Joey: "If we're gonna wear this gear onstage the least we can do is make the effort to look good in it!"
Eric, in fact, is one of those great outdoors chaps who kills his own meat with bow and arrow. Roll over Ted Nugent and tell the RSPCA the news!
"I used to be a meat cutter, y'know. There's nothing wrong with hunting to get a wall-hanger either, but when those big brown eyes look up at me all I sea is a candlestick, a plate and a bottle of wine!"
With this hairy stance in mind, the band have been taking riding lessons with a future video in view to outwit what Ross calls the "Nazi mind control of MTV"..Oh, the ruffians! They're being trained by a polo champ! Rock is hard graft these days.
"These horses will play games if you're not an expert rider. You have to give 'em a good boot...," says Joey good-naturedly.
It is the day of my flight home. Walking along in the depths of Manhattan, Joey DeMaio bemoans the fact that he has little time to read and relax. For the time being these rocky rollers, these renaissance men of HM, must devote themselves to the task at hand. As if to emphasise that point, a crazed kid runs up waving a new import copy of the Manowar 12" single. He cannot believe his luck. Joey and Eric chat and sign the record. And you thought there were no Manowar fans in America, huh? Did 1 mention dues? I flash back to the previous night's late-late drink session. Joey was remembering the days of his youth, when he had to back Dion's legendary Belmont's at some scuzzy club.
I couldn't believe it! They expected us to play our own set and then to back them! They turned up a few minutes before they were due onstage, in a beat up Cadillac with no springs, these old guys.
They said, 'You know 'In The Still Of The Nigh?' I was just a kid, I said 'Whaaat?'... So there they are doing these little set dance steps and I just went mad on the bass! After a moment of amazement they went, 'Hey, let's hear it for, er, what's yer name? ... He plays bass like it was a guitar! I just shook my head and walked off. . . "

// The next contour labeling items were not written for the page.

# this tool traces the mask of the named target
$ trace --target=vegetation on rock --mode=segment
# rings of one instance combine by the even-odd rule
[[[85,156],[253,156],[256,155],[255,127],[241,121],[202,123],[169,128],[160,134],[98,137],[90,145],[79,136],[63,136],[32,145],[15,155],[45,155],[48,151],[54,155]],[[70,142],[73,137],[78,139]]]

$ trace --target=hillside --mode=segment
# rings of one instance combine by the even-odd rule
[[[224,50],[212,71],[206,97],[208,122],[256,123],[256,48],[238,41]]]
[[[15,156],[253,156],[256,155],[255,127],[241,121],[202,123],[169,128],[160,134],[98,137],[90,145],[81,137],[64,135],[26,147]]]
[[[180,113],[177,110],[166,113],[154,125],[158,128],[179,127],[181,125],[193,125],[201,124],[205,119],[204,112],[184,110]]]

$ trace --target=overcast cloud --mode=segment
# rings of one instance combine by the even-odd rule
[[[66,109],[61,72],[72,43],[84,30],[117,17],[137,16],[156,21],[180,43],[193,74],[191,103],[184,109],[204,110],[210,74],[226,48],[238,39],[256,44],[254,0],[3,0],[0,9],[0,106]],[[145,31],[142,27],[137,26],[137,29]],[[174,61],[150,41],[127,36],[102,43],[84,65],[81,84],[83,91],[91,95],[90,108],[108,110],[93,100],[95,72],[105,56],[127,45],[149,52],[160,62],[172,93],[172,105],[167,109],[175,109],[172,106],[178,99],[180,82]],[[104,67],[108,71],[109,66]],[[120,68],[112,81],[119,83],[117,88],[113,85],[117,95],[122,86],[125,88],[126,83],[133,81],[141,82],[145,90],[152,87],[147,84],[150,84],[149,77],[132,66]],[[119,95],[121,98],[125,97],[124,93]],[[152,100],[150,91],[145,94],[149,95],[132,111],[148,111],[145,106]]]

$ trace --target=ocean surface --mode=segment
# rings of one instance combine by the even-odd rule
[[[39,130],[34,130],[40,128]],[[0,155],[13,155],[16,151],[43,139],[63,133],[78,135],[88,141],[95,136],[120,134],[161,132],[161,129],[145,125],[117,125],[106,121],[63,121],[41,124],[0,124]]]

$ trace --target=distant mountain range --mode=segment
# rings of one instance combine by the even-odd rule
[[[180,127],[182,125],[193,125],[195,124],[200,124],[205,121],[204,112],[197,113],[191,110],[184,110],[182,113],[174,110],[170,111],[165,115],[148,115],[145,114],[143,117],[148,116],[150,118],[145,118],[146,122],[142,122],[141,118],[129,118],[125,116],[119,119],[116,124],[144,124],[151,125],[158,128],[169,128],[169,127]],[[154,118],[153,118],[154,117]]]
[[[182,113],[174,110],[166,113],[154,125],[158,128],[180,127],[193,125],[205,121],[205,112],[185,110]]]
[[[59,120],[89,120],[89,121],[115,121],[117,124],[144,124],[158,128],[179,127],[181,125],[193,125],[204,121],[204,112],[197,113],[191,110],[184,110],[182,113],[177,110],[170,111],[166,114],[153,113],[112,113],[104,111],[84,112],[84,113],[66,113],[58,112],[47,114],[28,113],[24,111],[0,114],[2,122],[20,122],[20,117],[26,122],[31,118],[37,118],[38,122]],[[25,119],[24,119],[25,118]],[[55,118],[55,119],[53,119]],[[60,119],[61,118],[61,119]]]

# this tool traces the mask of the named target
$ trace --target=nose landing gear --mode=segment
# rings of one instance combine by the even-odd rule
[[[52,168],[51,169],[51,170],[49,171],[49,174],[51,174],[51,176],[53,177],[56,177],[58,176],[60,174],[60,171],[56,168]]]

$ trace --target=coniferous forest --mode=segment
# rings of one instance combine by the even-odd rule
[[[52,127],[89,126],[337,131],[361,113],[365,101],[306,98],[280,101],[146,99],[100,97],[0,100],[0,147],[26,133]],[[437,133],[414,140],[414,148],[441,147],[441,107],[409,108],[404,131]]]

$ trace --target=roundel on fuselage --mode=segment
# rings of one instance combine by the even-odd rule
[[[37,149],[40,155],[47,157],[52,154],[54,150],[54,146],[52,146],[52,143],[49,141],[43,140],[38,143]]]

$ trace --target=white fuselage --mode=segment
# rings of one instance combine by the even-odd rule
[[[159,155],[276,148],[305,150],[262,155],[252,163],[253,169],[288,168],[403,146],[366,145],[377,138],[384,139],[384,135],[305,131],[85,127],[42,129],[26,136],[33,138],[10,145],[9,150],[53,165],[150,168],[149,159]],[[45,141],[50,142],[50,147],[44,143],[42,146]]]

Anyone who did that and locked Chubby Checker out of a club in retaliation for grabbing the dressing room has got to have class, too true!  
Anyway, he tried to pull the girl I was with ...Let us end as we began, with a movie. If any further proof were needed that Manowar have a certain pizzazz, surely the fact that Joey DeMaio is a selective  movie buff should suffice? All men sit in row ten, eh? Hating Ghostbusters, the abysmal jungle flick Sheena and the new Eastwood, Joey is describing the segment of censored chainsaw murder from Al Pacino's hit Scarface ...  
"The guy holds up the chainsaw and says, 'First, we start with the head', and the blood goes pssshhhtttt'!"